Difference-in-Differences (Canonical 2×2)
Estimates causal effects by comparing changes over time between treated and control groups.
Quick Reference
- When to Use
- When a treatment or policy change affects one group but not another, you observe both groups before and after the treatment, and both groups were on similar trajectories before treatment.
- Key Assumption
- Parallel trends: absent treatment, the treated and control groups would have followed the same trend over time. They do not need the same level — only the same change. Also requires no anticipation and SUTVA.
- Common Mistake
- Failing to cluster standard errors at the level of treatment assignment (e.g., state level for state policies), or interpreting non-significant pre-trends as proof that parallel trends holds.
- Estimated Time
- 3 hours with tutorial lab
One-Line Implementation
reghdfe y treat_post, absorb(unit time) vce(cluster state)feols(y ~ treat_post | unit + time, data = df, vcov = ~state)PanelOLS.from_formula('y ~ treat_post + EntityEffects + TimeEffects', data=df).fit(cov_type='clustered', clusters=df['state'])Download Full Analysis Code
Complete scripts with diagnostics, robustness checks, and result export.
Motivating Example
On April 1, 1992, New Jersey raised its minimum wage from $4.25 to $5.05 per hour. Neighboring Pennsylvania did not. David Card and Alan Krueger saw an opportunity(Card & Krueger, 1994).

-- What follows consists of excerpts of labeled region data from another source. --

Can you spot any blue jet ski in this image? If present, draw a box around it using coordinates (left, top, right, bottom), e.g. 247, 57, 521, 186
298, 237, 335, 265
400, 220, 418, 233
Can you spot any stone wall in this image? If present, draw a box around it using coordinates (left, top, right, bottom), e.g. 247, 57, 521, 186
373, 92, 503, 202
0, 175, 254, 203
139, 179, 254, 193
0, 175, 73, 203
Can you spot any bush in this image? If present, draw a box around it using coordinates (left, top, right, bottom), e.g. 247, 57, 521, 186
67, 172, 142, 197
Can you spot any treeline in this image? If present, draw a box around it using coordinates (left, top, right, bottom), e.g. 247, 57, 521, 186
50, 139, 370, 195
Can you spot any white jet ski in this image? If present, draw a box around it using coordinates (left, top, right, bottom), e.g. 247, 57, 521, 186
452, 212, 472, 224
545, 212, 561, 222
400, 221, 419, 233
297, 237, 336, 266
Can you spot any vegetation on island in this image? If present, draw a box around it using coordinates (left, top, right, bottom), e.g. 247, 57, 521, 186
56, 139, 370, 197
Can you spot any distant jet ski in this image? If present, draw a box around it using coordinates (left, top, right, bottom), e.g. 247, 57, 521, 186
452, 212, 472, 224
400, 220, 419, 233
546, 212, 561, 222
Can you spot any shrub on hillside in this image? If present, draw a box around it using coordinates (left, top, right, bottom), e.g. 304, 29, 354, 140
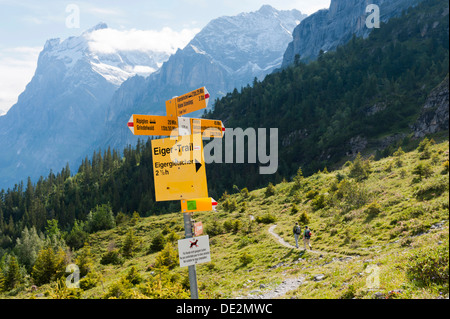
264, 183, 276, 197
406, 242, 449, 293
150, 233, 166, 252
31, 247, 66, 286
86, 205, 116, 233
365, 201, 382, 217
100, 249, 123, 265
239, 252, 253, 266
349, 153, 371, 181
414, 176, 448, 200
298, 212, 309, 225
256, 213, 277, 224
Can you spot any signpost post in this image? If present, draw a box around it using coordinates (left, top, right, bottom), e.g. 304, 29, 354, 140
127, 87, 225, 299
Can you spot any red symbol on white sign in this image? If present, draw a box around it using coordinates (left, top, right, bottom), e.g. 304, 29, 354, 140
189, 239, 198, 248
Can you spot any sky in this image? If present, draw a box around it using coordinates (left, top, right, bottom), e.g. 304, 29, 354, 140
0, 0, 330, 115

The conventional economic wisdom at the time was clear: raising the minimum wage should reduce employment. If labor costs go up, firms hire fewer workers. Theory said so, and decades of empirical work appeared to confirm it.
Card and Krueger did something simple but powerful. They surveyed fast-food restaurants in New Jersey (where the minimum wage went up) and eastern Pennsylvania (where it did not), both before and after the wage increase. If you just compared employment in New Jersey before and after, you would conflate the minimum wage effect with everything else happening to the New Jersey economy. If you just compared New Jersey to Pennsylvania at one point in time, you would conflate the minimum wage effect with all the other ways the two states differ.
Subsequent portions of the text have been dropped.